Another criticism comes from Angus Armstrong of the non-partisan National Institute of Economic and Social Research**. While writing kindly of shared-ownership schemes, Armstrong is less enthusiastic about the large subsidies for developers. He argues that it is unwise to spend more on housing that may be built anyway, and that the money would be better used if ploughed into productive investments.
Armstrong also hints that excess demand is partly the result of speculation. As well as its stability and decent return, property is taxed less than many other assets, making it even more attractive to investors.

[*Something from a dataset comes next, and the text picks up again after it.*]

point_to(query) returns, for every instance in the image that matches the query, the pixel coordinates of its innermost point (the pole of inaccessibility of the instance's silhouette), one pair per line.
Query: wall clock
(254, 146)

A more radical proposal is a land value tax, as proposed by the free market Institute of Economic Affair's Kristian Niemietz***. Whereas a property tax depends on the location of the site and the buildings on it, a land value tax is levied only on the land. In other words, the buildings and investments on the plot are not taxed. In theory, such a tax ensures the most efficient use of that land. If an individual or organisation is not developing a prime piece of underdeveloped real estate, a land tax would incentivise action and disincentivise doing nothing with it.
In the run-up to the introduction of the Local Property Tax in Ireland, a land or site value tax was discussed. The Commission on Taxation in 2009 noted the "strong economic rationale" behind the tax. However, it declined to support the measure given the "very difficult hurdles to be crossed" administratively. With the economy recovering and an election in the offing, this may be the time to think again about overcoming those hurdles.